Nearly every candidate running in this race says they want to cut government waste and bring down the deficit. Name a program you would cut and why.

I would cut the Department of Education because, as a former school board member, I believe Education is local. The state of Iowa has done extremely well in supporting education and having our students trained for and educated for a global economy. I think we’ve been successful. Probably what happens is those states that have failed programs have reached to the Federal level and asked for their assistance. That’s been disastrous. Those states need to adopt better state programs. Traditionally, Education is a state function driven by state policies. The Federal government has been responsible for national defense. So, the Department of Education would be a first cut, I believe.

Are we spending enough on national defense?

I wish I knew more, but I would say I think we are. Take into consideration that the Chinese have increased their military expenditures by a large amount. I don’t have it at the tip of my tongue right now exactly what that is, but I’ve read information that tells me that the Chinese are expanding their military role rapidly. I read things about their ships running into Vietnamese ships. They’re trying to take control over a Philippine island and a Japanese island. That’s all suggesting a strength they believe they have and they can back up by military posture. We always have to have strong military posture. We likely have cuts available.
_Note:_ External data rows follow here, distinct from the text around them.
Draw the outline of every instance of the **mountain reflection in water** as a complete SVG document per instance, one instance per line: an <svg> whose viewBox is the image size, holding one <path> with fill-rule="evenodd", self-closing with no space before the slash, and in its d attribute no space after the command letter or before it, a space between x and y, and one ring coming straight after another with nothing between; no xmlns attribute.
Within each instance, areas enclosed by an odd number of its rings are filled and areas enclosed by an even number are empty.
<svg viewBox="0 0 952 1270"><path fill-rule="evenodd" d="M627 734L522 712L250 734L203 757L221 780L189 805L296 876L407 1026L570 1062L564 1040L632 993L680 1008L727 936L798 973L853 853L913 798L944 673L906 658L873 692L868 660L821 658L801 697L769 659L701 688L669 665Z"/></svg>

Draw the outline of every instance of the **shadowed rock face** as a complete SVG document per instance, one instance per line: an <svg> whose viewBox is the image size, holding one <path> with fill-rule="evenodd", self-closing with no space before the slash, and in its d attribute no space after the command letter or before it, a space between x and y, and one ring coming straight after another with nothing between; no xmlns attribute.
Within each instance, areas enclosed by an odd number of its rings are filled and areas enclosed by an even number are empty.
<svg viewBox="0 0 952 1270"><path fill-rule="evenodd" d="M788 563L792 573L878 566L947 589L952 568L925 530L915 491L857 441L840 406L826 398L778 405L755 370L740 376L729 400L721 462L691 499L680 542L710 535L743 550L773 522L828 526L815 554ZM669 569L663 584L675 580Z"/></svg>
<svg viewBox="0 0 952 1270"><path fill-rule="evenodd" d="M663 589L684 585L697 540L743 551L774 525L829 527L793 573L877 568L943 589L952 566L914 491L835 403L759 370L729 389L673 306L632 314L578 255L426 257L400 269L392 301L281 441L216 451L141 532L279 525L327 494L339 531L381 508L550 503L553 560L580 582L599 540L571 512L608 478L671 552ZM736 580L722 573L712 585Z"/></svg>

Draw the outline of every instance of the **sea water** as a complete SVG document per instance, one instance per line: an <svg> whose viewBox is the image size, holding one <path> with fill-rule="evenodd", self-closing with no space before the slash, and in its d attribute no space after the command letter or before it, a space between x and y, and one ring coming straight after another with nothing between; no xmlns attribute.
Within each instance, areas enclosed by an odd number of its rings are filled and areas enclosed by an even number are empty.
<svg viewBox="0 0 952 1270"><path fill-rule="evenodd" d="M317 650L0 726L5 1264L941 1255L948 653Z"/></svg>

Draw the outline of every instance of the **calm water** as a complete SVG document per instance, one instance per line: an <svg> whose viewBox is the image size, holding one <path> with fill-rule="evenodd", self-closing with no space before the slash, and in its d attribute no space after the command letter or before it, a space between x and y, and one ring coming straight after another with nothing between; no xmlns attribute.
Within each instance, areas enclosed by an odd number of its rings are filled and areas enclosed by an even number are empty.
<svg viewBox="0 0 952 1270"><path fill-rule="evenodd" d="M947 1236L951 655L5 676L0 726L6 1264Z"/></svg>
Again, let me take you back to Congress. I believe the Pentagon wants to cut certain bases. Yet, Congressmen who would have cuts in employment in their district don’t want to block those. The military has been handcuffed to a certain extent and not allowed to cut programs that they want to cut because of politics. So, let’s get politics out of our military. Let’s have a military that’s lean, mean, and effective. Perhaps a little cut back because we wouldn’t expect a WWII-type action. Do we expect actions with Special Forces? Yes. Do we need a strong Navy? Do we need a strong Air Force? Yes. We have to be careful about cuts and what impact that has on other countries.

Immigration reform is an issue important to Iowa, but it’s stalled in Congress. What immigration reforms would you support?

I would support the Senate bill that was passed last June.

According to figures from NASA, 97% of climate scientists agree that climate warming trends over the past century are very likely due to human activities and most of the leading scientific organizations worldwide have issued public statements endorsing this position. Where do you stand on global warming and climate change?

I believe the science behind that is accurate. I can believe that there is some impact that humans have because there are more of us and we consume more energy than we ever have in the past. I don’t have this knowledge. I would seek that knowledge to say, “What happened over time?” The world was once inhabited by dinosaurs and they went away. Is there a natural sequence of events that occur that make the world colder, hotter? Again, I’m referring to the scientists. I would also believe that we as humans have made an impact. We have to look at that impact and see how we can address those issues.